Jak poinformowano na firmowym blogu, nowym współprezesem został Arjun Sethi. Dołączy on do Dave’a Ripley’a, który prezesem giełdy był od 2023. Ripley, uprzednio dyrektor operacyjny Krakena, został następcą Jesse’a Powella, założyciela giełdy (obecnie pełniącego funkcję przewodniczącego jej rady nadzorczej).
Zmiany dotkną także innych pracowników. Przede wszystkim, będzie ich mniej. Kierownictwo giełdy zapowiedziało działania w celu uczynienia jej sprawniejszą oraz bardziej zdyscyplinowaną, co dość jasno implikuje zwolnienia. O czym nie poinformowano publicznie – przynajmniej nie explicité – to skala tychże zwolnień.
A wedle źródeł, mają one być znaczące. Kraken pozbędzie się bowiem 15% pracowników, czyli około 400 (z ~2600). W tym gronie znajdą się także dwaj członkowie zarządu. Chodzi tutaj o dyrektora operacyjnego, Gillesa BianRosę, oraz dyrektora techologicznego, Vishnu Patankara. Informacje te przekazać miały dwie osoby z wewnętrzną wiedzą dot. sytuacji w firmie.
Powodem tych „trudnych”, jak to określono, ruchów, jest zasadnicza metamorfoza struktury organizacyjnej firmy. Prócz zabiegów dot. optymalizacji zakresu działalności firmy ma to pozwolić na zasadniczą poprawę jej długofalowych perspektyw.
Kraken szuka nowych leży
Kierownictwo giełdy przyznało (w sposób zaskakująco szczery jak na standardy komunikacji korporacyjnej, gdzie wszystko zawsze określa się „pozytywnie” i z „optymizmem”), że jej obecny sposób działalności jest niewydolny.
Jak wskazano, Kraken wpadł w typową pułapkę organizacyjną, którą czyha na rozwijające się instytucje. Jej rozwojowi towarzyszył stały rozrost jej struktury oraz szczebli w organizacji. Spowodowało to, mówiąc pokrótce, biurokratyzację giełdy. I doprowadzić miało do sytuacji, w której osoby na stanowiskach kierowniczych miały być bardziej zainteresowane „trwaniem” niż „rozwojem” giełdy.
I to właśnie ma ulec zmianie. Liczba szczebli ulegnie zmniejszeniu, podobnie jak rozmiar zespołów. Kraken chce usprawnić wewnętrzny obieg informacji oraz przełamać bezwład organizacyjny. Poszczególne działy mają także być w większym stopniu odpowiedzialne za efekty swojej pracy. Ta kwestia dotąd rozpływała się w ogólnym braku sprawczości.
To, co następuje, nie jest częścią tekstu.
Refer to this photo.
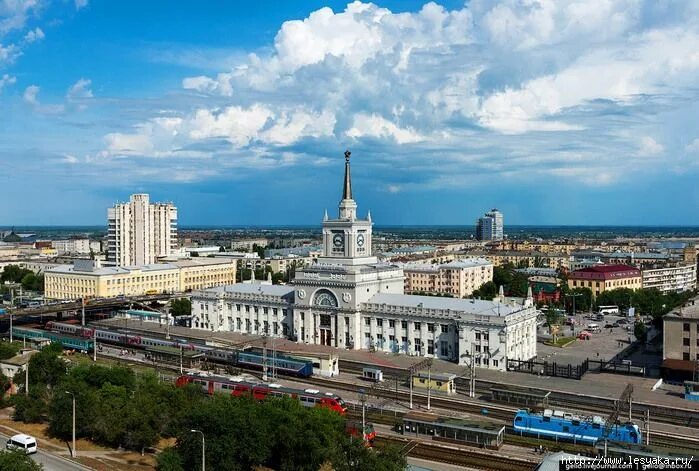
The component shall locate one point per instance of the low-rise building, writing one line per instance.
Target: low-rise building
(84, 279)
(681, 340)
(458, 279)
(79, 246)
(600, 278)
(677, 278)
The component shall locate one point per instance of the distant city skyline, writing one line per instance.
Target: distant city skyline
(239, 112)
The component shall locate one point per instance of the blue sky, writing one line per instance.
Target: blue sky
(554, 111)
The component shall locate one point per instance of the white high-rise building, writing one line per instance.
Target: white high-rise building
(490, 227)
(139, 231)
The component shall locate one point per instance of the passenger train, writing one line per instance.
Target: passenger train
(558, 425)
(247, 359)
(260, 391)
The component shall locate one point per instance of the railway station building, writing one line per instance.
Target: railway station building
(348, 299)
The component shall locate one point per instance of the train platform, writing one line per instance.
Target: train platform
(604, 385)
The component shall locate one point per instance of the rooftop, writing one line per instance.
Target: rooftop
(253, 288)
(105, 271)
(458, 305)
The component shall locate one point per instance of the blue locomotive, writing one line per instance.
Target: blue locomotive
(557, 425)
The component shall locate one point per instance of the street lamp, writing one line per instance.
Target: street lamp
(73, 453)
(203, 449)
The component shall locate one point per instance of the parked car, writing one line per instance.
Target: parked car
(22, 442)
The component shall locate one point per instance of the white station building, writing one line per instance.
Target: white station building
(350, 300)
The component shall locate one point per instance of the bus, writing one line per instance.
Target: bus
(606, 310)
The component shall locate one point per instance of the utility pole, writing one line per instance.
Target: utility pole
(429, 384)
(362, 398)
(73, 451)
(647, 426)
(264, 358)
(203, 449)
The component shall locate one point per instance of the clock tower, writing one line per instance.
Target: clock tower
(347, 239)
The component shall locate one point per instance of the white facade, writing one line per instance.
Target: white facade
(349, 300)
(139, 232)
(81, 246)
(678, 278)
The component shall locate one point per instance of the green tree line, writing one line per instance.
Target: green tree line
(118, 408)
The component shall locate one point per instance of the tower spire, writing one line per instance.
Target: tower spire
(347, 190)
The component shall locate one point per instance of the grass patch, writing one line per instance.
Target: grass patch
(561, 342)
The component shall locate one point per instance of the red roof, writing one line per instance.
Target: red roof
(605, 272)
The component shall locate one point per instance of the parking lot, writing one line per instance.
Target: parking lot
(602, 345)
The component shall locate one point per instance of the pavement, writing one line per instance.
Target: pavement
(50, 461)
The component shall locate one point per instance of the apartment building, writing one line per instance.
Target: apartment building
(458, 279)
(140, 231)
(602, 278)
(84, 279)
(677, 278)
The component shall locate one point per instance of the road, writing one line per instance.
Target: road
(51, 462)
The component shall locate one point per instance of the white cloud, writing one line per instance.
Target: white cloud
(30, 95)
(80, 90)
(376, 126)
(7, 80)
(649, 147)
(8, 54)
(221, 85)
(34, 35)
(693, 147)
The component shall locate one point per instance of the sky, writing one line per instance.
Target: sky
(557, 112)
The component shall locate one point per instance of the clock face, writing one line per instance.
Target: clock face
(325, 299)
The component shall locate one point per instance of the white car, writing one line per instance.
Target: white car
(22, 442)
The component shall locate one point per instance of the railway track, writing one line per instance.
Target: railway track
(470, 458)
(570, 401)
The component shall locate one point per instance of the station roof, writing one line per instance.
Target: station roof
(458, 305)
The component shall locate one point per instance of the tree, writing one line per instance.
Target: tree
(181, 307)
(17, 461)
(169, 460)
(640, 331)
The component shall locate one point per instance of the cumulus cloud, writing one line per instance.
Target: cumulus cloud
(547, 87)
(376, 126)
(649, 147)
(7, 80)
(80, 90)
(693, 147)
(34, 35)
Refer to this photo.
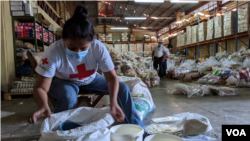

Nie jest to pierwsza rewolucja wewnętrzna na tej giełdzie. Poprzednia miała miejsce w 2022 roku, kiedy również przeprowadzono masowe (i jeszcze szersze) zwolnienia. Powodem wówczas były zarówno kwestie ekonomiczne (wstrząsy na rynku kryptowalut po upadku FXT) jak i inne. Do tych drugich należał konflikt Powella, deklarującego jednoznacznie libertariańskie stanowisko, z niektórymi lewicującymi pracownikami.